What Skills Can Be Checked in an AI Interview?
A good techie isn’t just someone who writes code that works. It’s someone who can think clearly, solve real-world problems, and explain their choices. That’s what hiring teams look for, and that’s exactly what the Geektrust AI Interviewer is designed to evaluate.
It doesn’t just check if someone solved the problem. It looks at how they approached it, how they communicated their thinking, and how ready they are for the role.
What skills does it assess?
The AI Interviewer supports a wide range of roles, from freshers to senior developers. It can be used to assess Frontend, Backend, Fullstack, QA, and DevOps candidates, with support for experience levels up to 10 years (we’re still working on getting the nuances right for 10+ years candidates).
Skills covered span most modern tech stacks. For roles using Java, Python, JavaScript, TypeScript, Go, and frameworks like React, Spring Boot, and Node.js, we support both technical Q&A and coding rounds.
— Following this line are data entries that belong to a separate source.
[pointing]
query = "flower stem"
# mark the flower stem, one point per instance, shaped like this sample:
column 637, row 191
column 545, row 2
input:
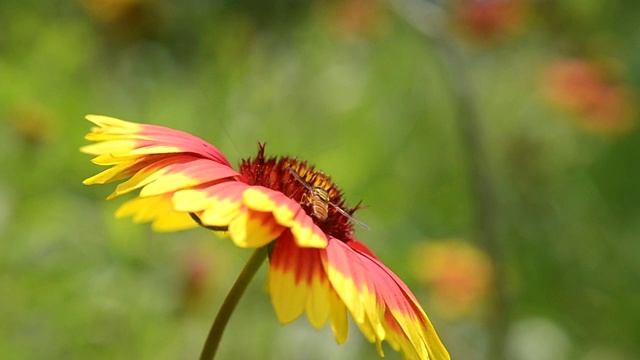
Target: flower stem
column 230, row 302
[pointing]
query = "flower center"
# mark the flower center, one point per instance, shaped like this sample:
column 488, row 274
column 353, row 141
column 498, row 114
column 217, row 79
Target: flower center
column 314, row 191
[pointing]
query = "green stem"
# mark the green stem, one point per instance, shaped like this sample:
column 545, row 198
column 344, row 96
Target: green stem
column 229, row 304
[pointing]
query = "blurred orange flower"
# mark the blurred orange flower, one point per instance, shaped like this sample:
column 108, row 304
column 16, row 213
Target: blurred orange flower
column 458, row 274
column 602, row 104
column 489, row 19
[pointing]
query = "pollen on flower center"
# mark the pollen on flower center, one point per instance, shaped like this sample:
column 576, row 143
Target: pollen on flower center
column 314, row 191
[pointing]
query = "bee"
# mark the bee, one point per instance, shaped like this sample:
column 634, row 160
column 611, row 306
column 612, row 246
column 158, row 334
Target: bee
column 319, row 200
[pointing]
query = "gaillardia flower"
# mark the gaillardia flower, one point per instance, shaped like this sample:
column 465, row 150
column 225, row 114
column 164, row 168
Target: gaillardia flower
column 316, row 265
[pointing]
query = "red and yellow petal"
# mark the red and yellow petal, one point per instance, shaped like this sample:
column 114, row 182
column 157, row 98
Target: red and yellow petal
column 156, row 209
column 298, row 284
column 396, row 316
column 119, row 140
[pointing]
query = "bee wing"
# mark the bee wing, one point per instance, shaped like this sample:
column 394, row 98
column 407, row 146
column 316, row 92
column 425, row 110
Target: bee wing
column 363, row 225
column 299, row 178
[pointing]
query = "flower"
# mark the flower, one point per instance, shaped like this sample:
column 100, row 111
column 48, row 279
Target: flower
column 602, row 103
column 458, row 274
column 489, row 19
column 316, row 266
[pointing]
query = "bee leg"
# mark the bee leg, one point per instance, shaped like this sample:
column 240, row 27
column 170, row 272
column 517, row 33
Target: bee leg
column 214, row 228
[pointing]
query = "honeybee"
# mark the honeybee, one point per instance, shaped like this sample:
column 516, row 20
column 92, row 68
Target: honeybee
column 319, row 200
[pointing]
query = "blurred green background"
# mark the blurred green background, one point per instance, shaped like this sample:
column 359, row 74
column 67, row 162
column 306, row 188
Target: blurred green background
column 355, row 87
For C#, Angular, and Vue, we currently support structured Q&A interviews. Coding support for these is being added soon.
Each interview can include coding challenges, logic-based problem solving, API and DB reasoning, CI/CD knowledge, debugging scenarios, and system design, depending on the role. Communication clarity, both written and verbal, is evaluated through typed and voice-based responses.
How are skills evaluated?
The system begins with role-specific templates and asks targeted questions around fundamentals, problem-solving, and design. Based on the candidate’s responses, the AI follows up with deeper questions or requests for clarification, much like a real interviewer would.
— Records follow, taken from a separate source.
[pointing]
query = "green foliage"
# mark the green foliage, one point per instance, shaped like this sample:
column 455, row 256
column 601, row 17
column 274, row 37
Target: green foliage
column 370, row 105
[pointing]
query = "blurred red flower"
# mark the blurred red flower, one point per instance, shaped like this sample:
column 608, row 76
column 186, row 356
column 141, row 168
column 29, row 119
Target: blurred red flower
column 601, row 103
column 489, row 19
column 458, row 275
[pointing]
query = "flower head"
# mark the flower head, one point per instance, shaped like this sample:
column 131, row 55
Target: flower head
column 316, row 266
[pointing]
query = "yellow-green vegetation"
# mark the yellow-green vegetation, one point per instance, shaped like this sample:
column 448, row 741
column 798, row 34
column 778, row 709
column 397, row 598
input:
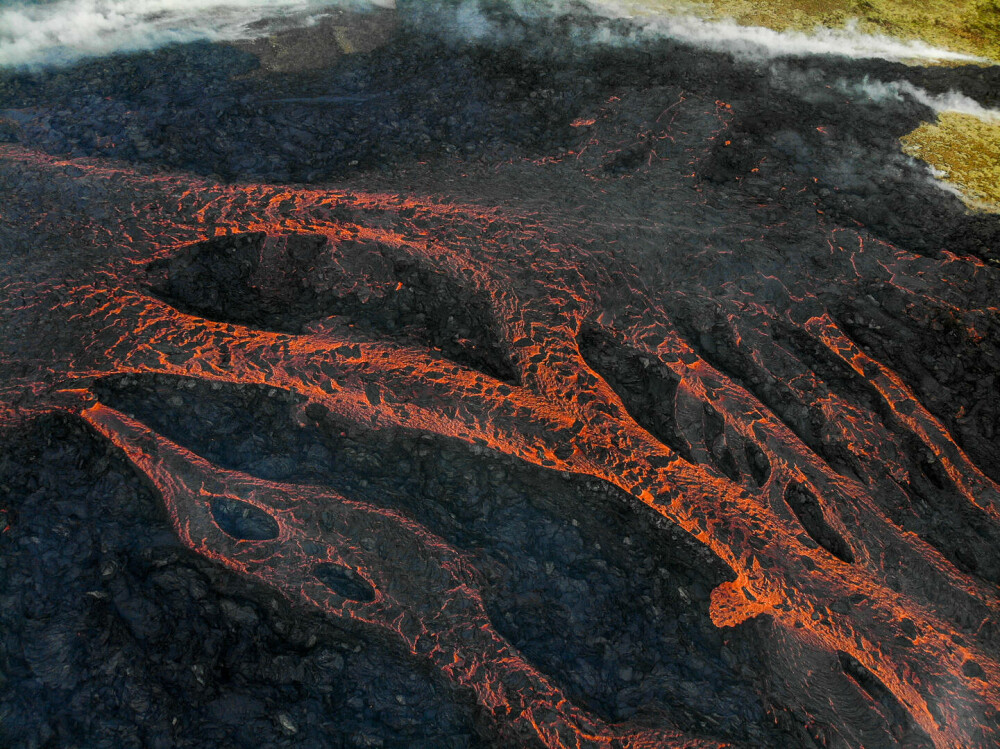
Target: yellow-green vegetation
column 967, row 151
column 968, row 26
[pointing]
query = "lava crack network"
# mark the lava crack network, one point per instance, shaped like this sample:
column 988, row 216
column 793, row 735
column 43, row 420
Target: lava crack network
column 555, row 378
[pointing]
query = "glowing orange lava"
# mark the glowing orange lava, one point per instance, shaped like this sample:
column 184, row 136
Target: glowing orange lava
column 837, row 595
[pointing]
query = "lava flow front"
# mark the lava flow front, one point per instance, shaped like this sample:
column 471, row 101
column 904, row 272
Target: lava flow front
column 746, row 379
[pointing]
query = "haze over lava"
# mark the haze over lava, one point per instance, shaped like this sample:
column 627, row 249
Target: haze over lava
column 520, row 391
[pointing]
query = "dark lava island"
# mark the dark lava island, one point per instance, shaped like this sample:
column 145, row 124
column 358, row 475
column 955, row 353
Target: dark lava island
column 371, row 385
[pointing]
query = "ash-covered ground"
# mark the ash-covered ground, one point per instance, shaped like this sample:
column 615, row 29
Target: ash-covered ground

Answers are scored using time tested assessment frameworks, static analysis, test case results, reasoning logic, and LLM-powered interpretation. This helps create a complete picture that reflects clarity, depth, and thought process, not just correctness of the code.
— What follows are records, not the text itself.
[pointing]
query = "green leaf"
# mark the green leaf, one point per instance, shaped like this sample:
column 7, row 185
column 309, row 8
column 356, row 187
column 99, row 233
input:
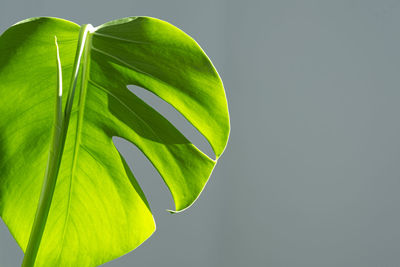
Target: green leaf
column 98, row 211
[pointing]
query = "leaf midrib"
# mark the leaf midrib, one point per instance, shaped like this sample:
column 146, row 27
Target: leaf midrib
column 78, row 131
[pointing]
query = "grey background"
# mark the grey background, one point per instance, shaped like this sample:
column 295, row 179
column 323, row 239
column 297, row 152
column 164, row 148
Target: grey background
column 311, row 175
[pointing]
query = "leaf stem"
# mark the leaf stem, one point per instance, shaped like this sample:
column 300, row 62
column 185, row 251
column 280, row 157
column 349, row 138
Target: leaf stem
column 60, row 128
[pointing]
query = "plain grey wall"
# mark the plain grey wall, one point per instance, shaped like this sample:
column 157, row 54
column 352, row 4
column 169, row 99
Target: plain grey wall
column 311, row 175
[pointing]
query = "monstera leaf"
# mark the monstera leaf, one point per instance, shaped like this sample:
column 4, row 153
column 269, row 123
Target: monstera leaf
column 66, row 194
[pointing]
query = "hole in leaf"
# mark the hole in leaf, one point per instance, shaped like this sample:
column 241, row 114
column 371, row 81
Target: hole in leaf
column 176, row 118
column 149, row 180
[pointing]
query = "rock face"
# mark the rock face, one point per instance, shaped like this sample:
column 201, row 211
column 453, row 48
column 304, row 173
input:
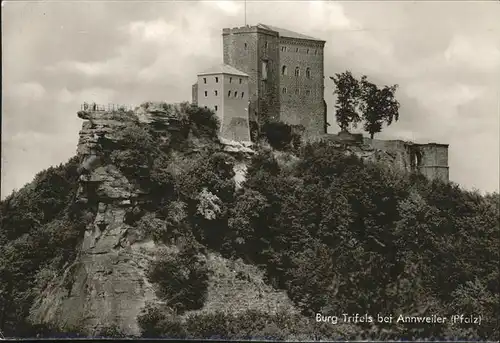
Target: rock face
column 107, row 285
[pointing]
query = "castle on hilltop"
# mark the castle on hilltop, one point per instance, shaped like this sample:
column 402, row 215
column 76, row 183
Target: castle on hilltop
column 278, row 75
column 269, row 74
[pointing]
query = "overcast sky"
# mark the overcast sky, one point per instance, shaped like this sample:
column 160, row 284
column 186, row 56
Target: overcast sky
column 444, row 55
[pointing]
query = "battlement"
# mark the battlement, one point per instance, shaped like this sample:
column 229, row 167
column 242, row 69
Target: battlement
column 248, row 29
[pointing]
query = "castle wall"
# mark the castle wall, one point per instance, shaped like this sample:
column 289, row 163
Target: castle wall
column 249, row 49
column 302, row 95
column 434, row 162
column 235, row 124
column 430, row 159
column 210, row 89
column 194, row 94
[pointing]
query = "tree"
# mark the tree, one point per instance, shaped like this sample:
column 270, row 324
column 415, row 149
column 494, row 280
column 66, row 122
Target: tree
column 378, row 106
column 348, row 91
What does the report show?
Hiring teams receive a structured report that includes:
- Skill and sub-skill level scoring (e.g. JS theory, HTML/CSS, React coding, communication)
- Strengths and improvement areas
- What went well and where the candidate struggled
- Proctoring results and session behavior summary
- Full transcripts along with video recordings
This allows both recruiters and engineers to make faster, more informed decisions.
What about soft skills?
The interview also captures a candidate’s ability to explain code and thought process, walk through projects, and respond to feedback.
Is it flexible?
Yes. You can use predefined templates or build custom ones based on role, seniority, and tech stack. The interview depth can be adjusted depending on whether you’re hiring a junior QA or a senior backend engineer.
What this means for your team
You get a 360-degree view of a candidate’s capabilities without scheduling a single interview. The AI handles the early rounds with depth and structure, so your team can focus on the final conversations that lead to better hires.